Stream: Coq devs & plugin devs

Topic: CI runners


view this post on Zulip Gaëtan Gilbert (Feb 08 2023 at 15:57):

Are we supposed to have this many offline runners? https://gitlab.com/groups/coq/-/runners
also we should do those recommended updates at some point

view this post on Zulip Gaëtan Gilbert (Apr 04 2024 at 07:48):

modified

view this post on Zulip Notification Bot (Apr 04 2024 at 07:53):

4 messages were moved here from #Coq devs & plugin devs > coq call by Théo Zimmermann.

view this post on Zulip Notification Bot (Apr 04 2024 at 07:54):

2 messages were moved here from #Coq devs & plugin devs > coq call by Théo Zimmermann.

view this post on Zulip Notification Bot (Apr 04 2024 at 07:55):

A message was moved here from #Coq devs & plugin devs > coq call by Théo Zimmermann.

view this post on Zulip Notification Bot (Apr 04 2024 at 07:56):

32 messages were moved here from #Coq devs & plugin devs > coq call by Théo Zimmermann.
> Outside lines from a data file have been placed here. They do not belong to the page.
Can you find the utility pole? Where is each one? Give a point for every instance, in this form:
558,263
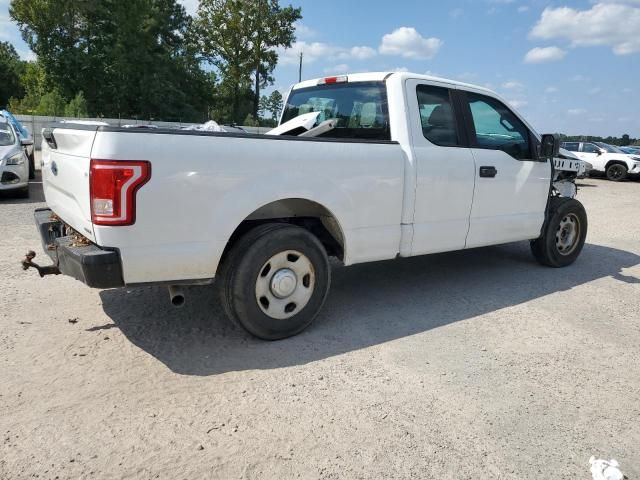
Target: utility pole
300,69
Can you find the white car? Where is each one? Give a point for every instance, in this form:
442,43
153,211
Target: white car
14,161
383,165
606,159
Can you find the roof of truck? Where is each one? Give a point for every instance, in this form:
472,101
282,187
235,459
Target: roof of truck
380,76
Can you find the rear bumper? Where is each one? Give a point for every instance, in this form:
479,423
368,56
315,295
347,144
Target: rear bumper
92,265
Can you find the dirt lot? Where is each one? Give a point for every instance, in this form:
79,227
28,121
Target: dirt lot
470,365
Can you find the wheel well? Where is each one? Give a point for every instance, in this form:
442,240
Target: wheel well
295,211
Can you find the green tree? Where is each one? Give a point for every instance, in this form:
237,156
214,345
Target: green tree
276,104
11,68
271,26
133,58
51,104
77,107
239,37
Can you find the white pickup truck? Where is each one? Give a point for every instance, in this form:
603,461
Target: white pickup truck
407,165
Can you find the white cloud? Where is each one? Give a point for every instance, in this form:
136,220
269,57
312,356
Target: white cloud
512,85
615,25
579,78
518,103
303,32
314,51
362,53
191,6
407,42
546,54
341,68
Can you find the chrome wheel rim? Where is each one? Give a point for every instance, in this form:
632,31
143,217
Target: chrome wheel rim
285,284
568,234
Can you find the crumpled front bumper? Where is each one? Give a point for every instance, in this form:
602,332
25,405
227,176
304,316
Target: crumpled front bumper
92,265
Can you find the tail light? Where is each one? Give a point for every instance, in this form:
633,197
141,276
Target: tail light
113,185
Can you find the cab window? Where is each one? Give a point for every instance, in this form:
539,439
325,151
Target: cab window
437,116
498,128
360,108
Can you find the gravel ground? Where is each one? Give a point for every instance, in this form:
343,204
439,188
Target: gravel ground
469,365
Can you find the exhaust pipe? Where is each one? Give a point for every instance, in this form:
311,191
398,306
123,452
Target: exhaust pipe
176,295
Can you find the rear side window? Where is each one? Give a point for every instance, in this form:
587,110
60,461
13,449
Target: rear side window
498,128
360,108
6,135
437,116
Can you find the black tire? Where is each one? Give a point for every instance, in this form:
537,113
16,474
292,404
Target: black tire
616,172
554,248
245,265
32,166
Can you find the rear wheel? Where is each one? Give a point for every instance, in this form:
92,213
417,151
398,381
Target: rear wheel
275,280
616,172
564,233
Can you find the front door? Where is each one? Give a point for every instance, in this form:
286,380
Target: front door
444,166
511,185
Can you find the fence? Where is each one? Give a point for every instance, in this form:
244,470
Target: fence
36,123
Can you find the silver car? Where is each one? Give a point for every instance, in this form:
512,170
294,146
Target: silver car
14,163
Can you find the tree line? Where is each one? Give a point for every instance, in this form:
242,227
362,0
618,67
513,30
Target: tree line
147,59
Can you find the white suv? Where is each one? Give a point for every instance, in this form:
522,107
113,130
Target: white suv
607,159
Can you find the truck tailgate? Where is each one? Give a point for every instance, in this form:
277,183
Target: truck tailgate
66,159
view this post on Zulip Andres Erbsen (Apr 09 2024 at 03:06):

My test runner now shows up on https://gitlab.inria.fr/coq/coq/-/settings/ci_cd; I paused it just in case but it might be good to go -- feel free to unpause and see what happens. Here's notes from how I set it up.

view this post on Zulip Gaëtan Gilbert (Apr 09 2024 at 06:45):

what are the specs of the machine like?
is the runner allowing parallel jobs or is it 1 / machine?
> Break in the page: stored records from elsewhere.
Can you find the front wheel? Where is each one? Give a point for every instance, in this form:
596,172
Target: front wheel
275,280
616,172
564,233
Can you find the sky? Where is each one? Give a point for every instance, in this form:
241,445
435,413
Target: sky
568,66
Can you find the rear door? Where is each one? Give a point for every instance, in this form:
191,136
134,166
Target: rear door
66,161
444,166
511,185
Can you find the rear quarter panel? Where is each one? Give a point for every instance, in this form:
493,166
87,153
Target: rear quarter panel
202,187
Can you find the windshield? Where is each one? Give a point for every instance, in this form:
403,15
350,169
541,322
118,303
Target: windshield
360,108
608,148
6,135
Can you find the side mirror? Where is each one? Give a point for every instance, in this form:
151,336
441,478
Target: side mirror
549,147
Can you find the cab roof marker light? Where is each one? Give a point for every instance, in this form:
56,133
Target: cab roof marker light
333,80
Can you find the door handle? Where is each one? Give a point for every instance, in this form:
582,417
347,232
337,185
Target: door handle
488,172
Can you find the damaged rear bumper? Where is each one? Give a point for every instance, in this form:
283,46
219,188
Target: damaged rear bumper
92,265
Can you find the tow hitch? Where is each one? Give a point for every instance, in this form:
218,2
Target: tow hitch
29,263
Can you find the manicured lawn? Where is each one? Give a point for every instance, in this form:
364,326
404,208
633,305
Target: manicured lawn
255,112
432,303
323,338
view this post on Zulip Andres Erbsen (Apr 09 2024 at 12:00):

This is a beefy desktop (>2x faster than Github Actions), but I am using it for testing just because I have an easier time messing around with it -- actual runners will be nice too but not that nice. I didn't do anything to configure the number of jobs, but I think we should try multiple, maybe 16 (dedicating >4GB and a physical core to each).

view this post on Zulip Gaëtan Gilbert (Apr 09 2024 at 19:36):

(I'm on holiday this week so if you want to test do it yourself)

view this post on Zulip Andres Erbsen (Apr 09 2024 at 20:03):

Ok, enjoy! (I may just wait until next week in that case; I am not sure I'd be equipped to react appropriately if something goes wrong and it's not like I have shortage of tasks for this week.)

view this post on Zulip Gaëtan Gilbert (Apr 15 2024 at 14:07):

I unpaused it for testing

view this post on Zulip Andres Erbsen (Apr 15 2024 at 14:07):

Seems to be doing something

view this post on Zulip Gaëtan Gilbert (Apr 15 2024 at 14:08):

https://gitlab.inria.fr/coq/coq/-/jobs/4239889
https://gitlab.inria.fr/coq/coq/-/jobs/4239888

view this post on Zulip Andres Erbsen (Apr 15 2024 at 14:10):

Looks like the two jobs had lock contention between them and one of them failed as a result?

view this post on Zulip Andres Erbsen (Apr 15 2024 at 14:12):

Log here; I am clicking retry.

view this post on Zulip Andres Erbsen (Apr 15 2024 at 14:17):

Another failure with a concurrency smell: https://gitlab.inria.fr/coq/coq/-/jobs/4240661

view this post on Zulip Gaëtan Gilbert (Apr 15 2024 at 14:23):

back to paused then

view this post on Zulip Gaëtan Gilbert (Apr 15 2024 at 14:25):

what does /etc/gitlab-runner/config.toml look like?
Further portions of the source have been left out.